How I Use It
Lexia Strategies provides remedial reading instructions to 6th grade and up. It is best used with students who have a difficult time with reading and who are missing many components to reading. The students who are placed in the program recieve a reccommended or perscribed amount of time they should work with the program and can use it on an ipad or on classroom computers. The program will keep all data for the teacher to use for further instruction. I have not used this program, but would use it with the lower performing half of the class. During class time, I would build a center type situation where some students are working on literature and some on Lexia on ipads. I would also use the data from Lexia to focus in on instruction for some students who are struggling with a particular concept. This program could also be used with special education students or in a pull out situation where adults work with a small group of children.

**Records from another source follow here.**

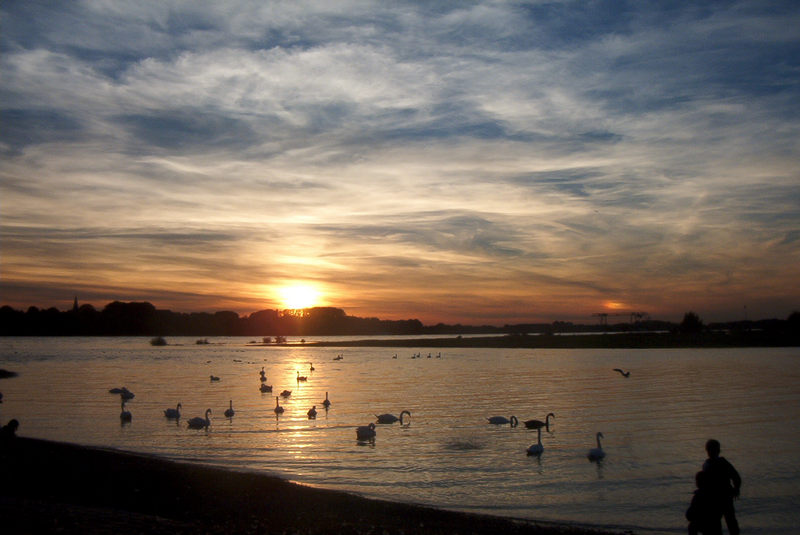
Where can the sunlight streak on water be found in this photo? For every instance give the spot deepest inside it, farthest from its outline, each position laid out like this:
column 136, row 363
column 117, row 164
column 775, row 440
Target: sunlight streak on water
column 655, row 422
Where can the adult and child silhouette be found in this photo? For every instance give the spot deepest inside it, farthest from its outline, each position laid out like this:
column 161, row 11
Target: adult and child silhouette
column 718, row 484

I am intrigued by the fact that Lexia does an initial assessment and then there are no more quizes or tests given. It seems like the data collected from the program is very useful for the teacher to be able to see where students are having difficulty and to catch them up with the basic concepts of reading. The teacher dashboard tells at which grade level the student is performing, how successful he/she is and how much of the perscribed time they have actually been using the program. It will group the students according to skill so a teacher can pull them aside and do some reteaching. The program even provides the lessons for teachers to use. I am thinking this would be a hard program to use in a traditional middle school setting, it would be necessary for teachers to "think outside of the box" and maybe require a little more elementary classroom management to pull it off. I am not sure of the cost of the program, the Lexia Core 5 (for k-5) is about $40 per student, this one maybe the same. In my experience, it is challenging to keep sixth graders motivated. I currently have many learners who struggle with reading. I would hope a program like this would help to build their confidence and skill level, but would be concerned about their peers teasing them. Thankfully the program at the lowest levels, does not appear elementary. It uses age appropriate material to address concepts. I have not seen a program made specifically for middle school students. It seems that many in the low income districts have missing pieces and could really do well if all the skills were in place. I would be interested to find out if there is a pilot to this program.